FIG. 25 is a plan view of the drain pan.

FIG. 26 is a perspective view of a turntable and a drain pan.

[Explanation of symbols]

 1 Case 3 Sample Stock Table 8 Sample Cup 15 Disperser 27 Extraction Solvent Injection Nozzle 32 Acetonitrile Container 33 Acetone Container 35 Dispenser 45 Automatic 1-Point 10-Way Valve 49 Automatic 4-Way Valve 53 Transfer Tank 55 Vacuum Pump 60 n-Hexane Container 61 Dichloromethane container 62 Dispenser 67 5% NaCl container 68 10% NaCl container 69 Dispenser 73 Stirrer 77 Filtration device 82 Separation tank 85 Interface sensor 87 Automatic 1-point 3-way valve 90 Sample tank 93 Air supply device 94 Moisture tank 99 Turntable 101 Funnel 102 Flask 103 Drain pan 106 Washing cup 110 Acetone container 111 Detergent container 112 Water container 115 Automatic 1-point 4-way valve 118 Automatic 1-point 4-way valve 124 Drain bottle 125 Casket pan

Claims (1)

[Claims] 1. A sample stock table capable of holding a required number of sample cups, a sample cup provided with a filter paper inside and provided with an extraction port at the bottom, and moved onto the sample cup at a predetermined timing.
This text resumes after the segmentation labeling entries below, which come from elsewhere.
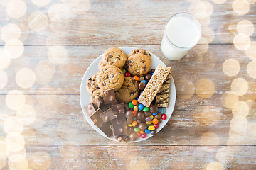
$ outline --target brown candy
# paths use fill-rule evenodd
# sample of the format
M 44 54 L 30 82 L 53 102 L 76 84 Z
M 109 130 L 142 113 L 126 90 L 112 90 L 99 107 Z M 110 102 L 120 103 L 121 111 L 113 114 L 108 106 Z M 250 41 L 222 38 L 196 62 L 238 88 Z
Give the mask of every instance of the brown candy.
M 156 105 L 152 105 L 149 107 L 149 110 L 152 113 L 156 113 L 158 110 L 158 107 L 156 106 Z
M 146 86 L 146 84 L 144 83 L 140 82 L 139 84 L 139 89 L 143 90 Z
M 135 141 L 138 138 L 136 132 L 132 132 L 129 136 L 132 141 Z

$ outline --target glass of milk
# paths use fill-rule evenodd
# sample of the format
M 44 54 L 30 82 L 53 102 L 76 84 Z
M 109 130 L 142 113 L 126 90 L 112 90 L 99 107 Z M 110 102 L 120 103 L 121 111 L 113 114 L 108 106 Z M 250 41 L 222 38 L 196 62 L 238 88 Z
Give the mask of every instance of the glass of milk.
M 167 21 L 161 50 L 166 58 L 178 60 L 195 46 L 202 34 L 202 27 L 198 20 L 188 13 L 177 13 Z

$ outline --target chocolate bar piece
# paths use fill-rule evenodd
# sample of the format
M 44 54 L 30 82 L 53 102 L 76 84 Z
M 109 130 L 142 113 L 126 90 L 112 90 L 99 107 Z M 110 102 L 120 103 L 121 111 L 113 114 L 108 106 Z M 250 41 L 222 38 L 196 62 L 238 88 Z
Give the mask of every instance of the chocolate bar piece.
M 84 106 L 85 110 L 86 113 L 90 116 L 92 115 L 93 113 L 95 112 L 95 108 L 92 104 L 92 103 L 90 103 L 90 104 Z
M 158 65 L 152 77 L 139 96 L 138 101 L 144 106 L 149 107 L 170 72 L 170 68 L 161 64 Z
M 125 115 L 119 115 L 117 118 L 111 120 L 114 136 L 128 135 L 128 126 Z
M 114 89 L 111 89 L 103 91 L 103 100 L 105 104 L 116 104 L 117 101 L 115 98 Z
M 123 114 L 125 112 L 124 103 L 111 105 L 110 107 L 113 110 L 116 115 Z
M 112 130 L 111 129 L 111 122 L 105 123 L 100 129 L 108 137 L 111 137 L 112 135 Z
M 102 113 L 102 110 L 100 108 L 98 108 L 92 115 L 91 115 L 91 116 L 90 116 L 90 118 L 93 121 L 95 125 L 98 128 L 100 128 L 104 123 L 103 120 L 99 116 L 101 113 Z
M 99 115 L 99 116 L 104 123 L 115 119 L 117 117 L 111 108 Z
M 168 74 L 167 79 L 163 83 L 156 96 L 156 105 L 158 107 L 166 108 L 169 101 L 169 93 L 170 88 L 171 72 Z

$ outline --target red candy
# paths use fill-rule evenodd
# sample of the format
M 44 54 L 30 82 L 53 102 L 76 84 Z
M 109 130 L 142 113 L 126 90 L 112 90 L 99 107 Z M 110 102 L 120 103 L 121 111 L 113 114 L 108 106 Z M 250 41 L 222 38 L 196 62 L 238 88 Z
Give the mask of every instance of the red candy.
M 167 116 L 166 116 L 166 114 L 162 114 L 162 115 L 161 115 L 161 119 L 162 120 L 166 120 L 166 118 L 167 118 Z
M 131 76 L 131 74 L 129 74 L 129 72 L 126 72 L 126 73 L 124 73 L 124 76 Z
M 142 138 L 145 138 L 146 137 L 146 133 L 144 133 L 141 136 Z
M 135 117 L 136 115 L 137 115 L 137 111 L 135 111 L 135 110 L 133 110 L 132 111 L 132 117 Z
M 157 129 L 159 127 L 159 124 L 154 124 L 153 125 L 156 129 Z

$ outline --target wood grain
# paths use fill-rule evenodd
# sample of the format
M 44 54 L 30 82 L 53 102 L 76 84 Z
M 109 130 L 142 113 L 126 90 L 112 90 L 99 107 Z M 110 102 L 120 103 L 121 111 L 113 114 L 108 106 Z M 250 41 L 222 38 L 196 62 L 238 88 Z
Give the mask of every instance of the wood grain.
M 230 147 L 226 149 L 228 152 L 218 154 L 218 160 L 216 153 L 223 148 L 227 149 L 205 146 L 26 146 L 28 166 L 31 169 L 219 169 L 209 165 L 218 160 L 225 169 L 255 169 L 255 146 Z M 9 167 L 17 165 L 13 164 L 8 163 Z M 4 169 L 9 169 L 7 166 Z
M 166 21 L 175 13 L 191 13 L 192 9 L 196 8 L 195 5 L 191 6 L 191 4 L 186 0 L 180 1 L 178 3 L 173 3 L 168 0 L 134 1 L 137 3 L 128 2 L 128 6 L 122 1 L 109 1 L 102 3 L 101 1 L 92 0 L 88 12 L 76 14 L 72 11 L 70 5 L 68 4 L 64 11 L 60 12 L 55 17 L 58 19 L 53 21 L 50 15 L 46 28 L 43 31 L 36 32 L 28 27 L 29 16 L 37 11 L 46 15 L 49 14 L 50 7 L 60 2 L 58 0 L 51 1 L 50 4 L 42 8 L 33 4 L 31 1 L 24 1 L 26 3 L 27 10 L 23 17 L 14 19 L 1 15 L 0 22 L 1 25 L 7 23 L 18 24 L 21 29 L 21 40 L 26 45 L 45 45 L 46 43 L 47 45 L 160 44 Z M 212 37 L 214 33 L 215 37 L 211 43 L 233 43 L 233 38 L 238 33 L 236 25 L 245 18 L 236 14 L 233 11 L 232 1 L 227 1 L 222 4 L 216 4 L 210 0 L 204 1 L 210 4 L 210 8 L 206 8 L 208 6 L 199 6 L 196 11 L 198 13 L 206 8 L 210 11 L 213 10 L 213 13 L 209 16 L 201 15 L 202 18 L 200 18 L 202 25 L 210 27 L 213 32 L 206 31 L 203 36 L 207 39 Z M 86 4 L 86 1 L 84 4 Z M 5 6 L 1 7 L 1 11 L 5 13 Z M 255 24 L 256 19 L 253 12 L 255 11 L 256 6 L 251 5 L 250 7 L 246 19 Z M 208 23 L 208 20 L 210 21 L 210 23 Z M 251 39 L 255 40 L 255 34 L 251 36 Z M 202 41 L 201 43 L 205 44 L 206 42 Z M 4 42 L 1 42 L 0 45 L 4 45 Z

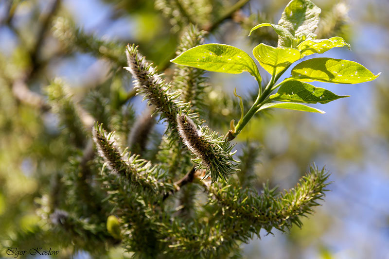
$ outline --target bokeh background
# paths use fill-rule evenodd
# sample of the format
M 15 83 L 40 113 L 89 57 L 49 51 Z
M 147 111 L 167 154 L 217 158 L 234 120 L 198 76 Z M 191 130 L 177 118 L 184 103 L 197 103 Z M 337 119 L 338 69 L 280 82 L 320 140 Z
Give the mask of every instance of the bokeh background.
M 184 1 L 189 3 L 190 13 L 200 10 L 189 15 L 204 28 L 210 17 L 217 18 L 238 1 L 213 1 L 217 4 L 206 0 Z M 261 42 L 274 44 L 276 35 L 266 29 L 252 37 L 247 35 L 258 23 L 276 23 L 288 1 L 251 0 L 212 28 L 206 42 L 233 45 L 249 53 Z M 275 231 L 274 236 L 264 233 L 261 239 L 243 245 L 243 255 L 272 259 L 389 259 L 389 1 L 314 2 L 322 10 L 321 37 L 340 35 L 351 44 L 351 51 L 335 49 L 324 56 L 354 60 L 374 74 L 382 74 L 373 82 L 355 85 L 314 83 L 351 96 L 316 105 L 326 112 L 324 115 L 274 111 L 252 120 L 243 130 L 239 145 L 246 145 L 250 139 L 262 147 L 260 162 L 253 172 L 259 185 L 269 179 L 282 189 L 289 188 L 314 161 L 319 167 L 325 166 L 333 182 L 323 206 L 304 220 L 301 229 L 293 228 L 290 234 Z M 3 256 L 3 247 L 33 231 L 39 222 L 36 199 L 47 192 L 52 175 L 68 159 L 64 152 L 67 143 L 60 137 L 62 129 L 58 118 L 45 107 L 42 89 L 53 78 L 62 78 L 75 99 L 83 104 L 93 89 L 108 89 L 106 93 L 111 102 L 130 102 L 141 114 L 145 104 L 132 95 L 132 79 L 118 68 L 125 66 L 124 46 L 135 43 L 148 60 L 167 69 L 169 76 L 169 60 L 174 56 L 180 31 L 188 21 L 175 17 L 163 2 L 0 1 Z M 93 39 L 115 44 L 93 45 Z M 268 80 L 264 70 L 260 72 L 265 81 Z M 254 80 L 248 73 L 210 73 L 208 76 L 209 103 L 221 111 L 226 121 L 236 120 L 239 111 L 229 101 L 234 99 L 233 89 L 236 87 L 239 94 L 249 98 L 256 94 Z M 87 115 L 84 119 L 91 123 Z M 160 134 L 164 127 L 159 122 L 156 132 Z M 120 250 L 112 255 L 113 258 L 124 256 Z M 73 255 L 89 258 L 86 252 Z

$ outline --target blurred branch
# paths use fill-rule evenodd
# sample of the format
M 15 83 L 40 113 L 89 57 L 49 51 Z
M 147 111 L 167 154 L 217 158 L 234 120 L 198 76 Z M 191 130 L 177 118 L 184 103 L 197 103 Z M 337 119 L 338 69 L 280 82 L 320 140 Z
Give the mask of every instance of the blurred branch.
M 221 23 L 227 19 L 230 19 L 232 17 L 234 13 L 236 11 L 242 8 L 244 5 L 248 2 L 250 0 L 240 0 L 236 3 L 232 5 L 217 20 L 213 22 L 212 24 L 209 26 L 206 26 L 203 28 L 203 30 L 207 32 L 211 32 L 213 31 L 215 28 L 219 26 Z
M 31 63 L 32 64 L 30 76 L 34 73 L 37 67 L 40 66 L 38 61 L 38 56 L 42 48 L 45 35 L 49 29 L 52 18 L 58 10 L 61 1 L 61 0 L 54 0 L 49 9 L 47 15 L 43 19 L 41 27 L 36 36 L 36 40 L 32 49 L 32 51 L 30 52 Z

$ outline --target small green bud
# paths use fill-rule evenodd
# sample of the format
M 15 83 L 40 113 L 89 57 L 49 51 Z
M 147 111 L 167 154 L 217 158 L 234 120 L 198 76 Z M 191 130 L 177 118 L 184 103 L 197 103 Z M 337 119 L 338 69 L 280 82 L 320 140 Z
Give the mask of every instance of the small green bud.
M 119 219 L 116 216 L 111 215 L 106 220 L 106 230 L 111 236 L 116 239 L 122 239 Z

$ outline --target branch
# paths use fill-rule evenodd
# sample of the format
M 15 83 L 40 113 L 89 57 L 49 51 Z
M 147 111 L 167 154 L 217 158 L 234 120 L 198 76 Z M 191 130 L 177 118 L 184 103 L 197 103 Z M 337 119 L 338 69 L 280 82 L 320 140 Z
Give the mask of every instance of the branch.
M 223 15 L 219 18 L 219 19 L 213 22 L 209 26 L 204 27 L 203 30 L 210 32 L 213 31 L 219 24 L 224 21 L 225 20 L 231 18 L 235 12 L 242 8 L 249 0 L 239 0 L 238 2 L 230 7 Z

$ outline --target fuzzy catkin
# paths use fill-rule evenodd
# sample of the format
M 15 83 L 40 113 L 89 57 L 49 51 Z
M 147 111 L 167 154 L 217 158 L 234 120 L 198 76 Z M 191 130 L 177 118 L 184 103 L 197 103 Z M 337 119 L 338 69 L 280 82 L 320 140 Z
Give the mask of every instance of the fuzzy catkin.
M 124 68 L 135 78 L 135 88 L 143 93 L 149 103 L 154 105 L 162 114 L 171 126 L 176 126 L 176 115 L 179 108 L 177 104 L 167 93 L 169 88 L 161 79 L 161 75 L 152 66 L 146 62 L 144 57 L 138 52 L 138 47 L 128 45 L 126 54 L 128 66 Z
M 201 158 L 203 164 L 209 168 L 210 144 L 202 138 L 202 134 L 197 129 L 193 121 L 185 114 L 177 114 L 177 124 L 178 133 L 185 146 L 193 153 Z

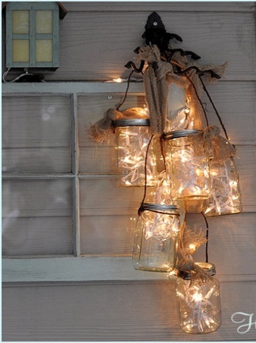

Then, a disperser for crushing and stirring the sample in the sample cup, an extraction solvent supply device for injecting a predetermined extraction solvent into the sample cup at the same time as the operation of the disperser, and the extracted filtrate from the sample cup to a transfer tank described later. A sample delivery device for delivering, a transfer tank for stirring the filtrate and the transfer solvent with a stirrer, a device for supplying a predetermined transfer solvent to the transfer tank, and an emulsion in the filtrate delivered from the transfer tank. For removing the water, a separation tank for receiving the filtrate that has passed through the filtration apparatus, an interface sensor for detecting the sample of the filtrate and the water discharged from the separation tank, and the interface separator. Depending on the detection result of the sensor, a device for sending the sample and the moisture to separate containers, a sample tank for storing the sample and a moisture tank for storing the moisture, and a turntable arranged below the sample tank. An automatic pesticide residue pretreatment device comprising a required number of funnels and a sample container, and a dehydration filtration device for receiving the sample in the sample tank and performing dehydration filtration.